Through Misho’s methodology, he explores how histories are contained or absent from a landscape, from objects, or a situation.  How much you can actually find out and how much will remain a mystery, just by looking and listening to your surroundings? “With my research I explore history and how we relate to it, and subsequently find new ways of (re)acting. In this way, we can see how things that we don’t think are still present, actually very much are.”  

It is therefore, to say the least, an interesting time for Mishno to finish his research, now all over the world people have torn down statues as part of the protests against racism and the glorification of colonialism. “Statues are not just statues – a fact that is now really being brought to the forefront.” And although the current affairs didn’t change the contents of his research, it did make him feel a different way. Misho adds: “One of the things filmmakers like me, who are not from first world countries, are often confronted with, is this bias that their work is very local, and not relevant to the world at large. Meaning, in this context, always the Western world. In that aspect, what is happening now feels rather cathartic.” 
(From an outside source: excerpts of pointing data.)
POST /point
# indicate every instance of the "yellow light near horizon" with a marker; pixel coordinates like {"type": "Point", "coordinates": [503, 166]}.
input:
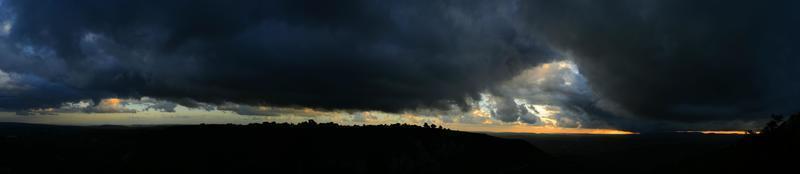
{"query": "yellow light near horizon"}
{"type": "Point", "coordinates": [534, 129]}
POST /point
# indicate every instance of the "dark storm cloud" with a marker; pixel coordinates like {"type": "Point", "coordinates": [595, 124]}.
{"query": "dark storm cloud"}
{"type": "Point", "coordinates": [680, 60]}
{"type": "Point", "coordinates": [381, 55]}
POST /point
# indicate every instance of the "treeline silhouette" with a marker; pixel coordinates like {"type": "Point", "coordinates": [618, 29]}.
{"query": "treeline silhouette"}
{"type": "Point", "coordinates": [774, 149]}
{"type": "Point", "coordinates": [306, 147]}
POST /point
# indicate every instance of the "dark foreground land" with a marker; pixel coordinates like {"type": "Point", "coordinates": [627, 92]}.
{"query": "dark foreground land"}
{"type": "Point", "coordinates": [329, 148]}
{"type": "Point", "coordinates": [261, 148]}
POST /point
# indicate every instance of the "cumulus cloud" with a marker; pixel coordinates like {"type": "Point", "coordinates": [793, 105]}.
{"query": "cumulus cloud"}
{"type": "Point", "coordinates": [684, 61]}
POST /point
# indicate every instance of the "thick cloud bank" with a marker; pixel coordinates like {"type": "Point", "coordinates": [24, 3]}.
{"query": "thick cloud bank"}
{"type": "Point", "coordinates": [379, 55]}
{"type": "Point", "coordinates": [681, 60]}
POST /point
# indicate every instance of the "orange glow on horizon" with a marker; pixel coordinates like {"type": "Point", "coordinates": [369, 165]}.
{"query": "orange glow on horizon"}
{"type": "Point", "coordinates": [535, 129]}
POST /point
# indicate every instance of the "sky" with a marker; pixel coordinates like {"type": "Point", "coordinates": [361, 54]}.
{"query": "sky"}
{"type": "Point", "coordinates": [521, 66]}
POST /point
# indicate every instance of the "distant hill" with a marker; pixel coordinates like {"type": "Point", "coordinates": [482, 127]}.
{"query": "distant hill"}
{"type": "Point", "coordinates": [775, 150]}
{"type": "Point", "coordinates": [263, 148]}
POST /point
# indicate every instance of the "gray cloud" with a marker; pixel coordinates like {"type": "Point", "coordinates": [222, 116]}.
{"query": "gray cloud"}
{"type": "Point", "coordinates": [644, 64]}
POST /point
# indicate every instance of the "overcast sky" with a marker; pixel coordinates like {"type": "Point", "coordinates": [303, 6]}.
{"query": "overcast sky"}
{"type": "Point", "coordinates": [638, 65]}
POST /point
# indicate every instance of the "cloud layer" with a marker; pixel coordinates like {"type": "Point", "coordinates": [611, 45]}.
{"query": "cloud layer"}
{"type": "Point", "coordinates": [641, 63]}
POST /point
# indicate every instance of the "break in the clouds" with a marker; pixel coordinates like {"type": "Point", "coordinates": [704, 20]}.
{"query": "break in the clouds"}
{"type": "Point", "coordinates": [626, 64]}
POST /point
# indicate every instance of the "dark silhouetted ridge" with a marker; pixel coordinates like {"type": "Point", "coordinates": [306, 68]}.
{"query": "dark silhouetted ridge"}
{"type": "Point", "coordinates": [306, 147]}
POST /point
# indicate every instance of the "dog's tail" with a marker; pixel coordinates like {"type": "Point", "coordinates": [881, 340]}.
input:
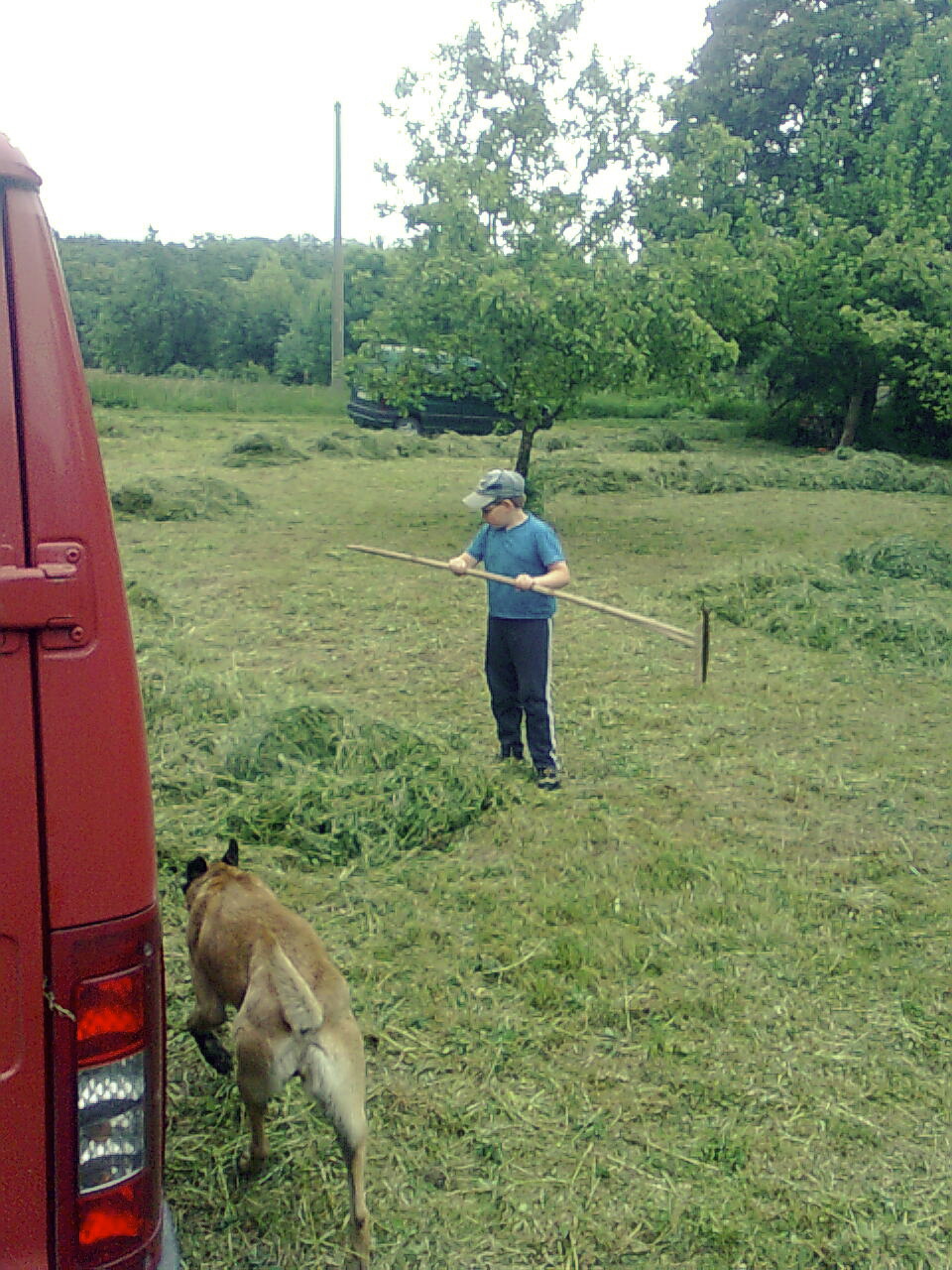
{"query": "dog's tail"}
{"type": "Point", "coordinates": [301, 1008]}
The lockdown did put parts of his project to a halt. Misho was planning on going back to Georgia to re-record the atmospheric sounds in the places he shot, and restage some of the conversations he recorded on location. “I kept a fairly extensive record of overheard conversations, little bits and pieces of things that people mentioned in passing. These will play in the film. You wont get to see who says them, they are more like these ghostly presences coming in and out. Unfortunately I had to postpone this part of my research until I can travel again.”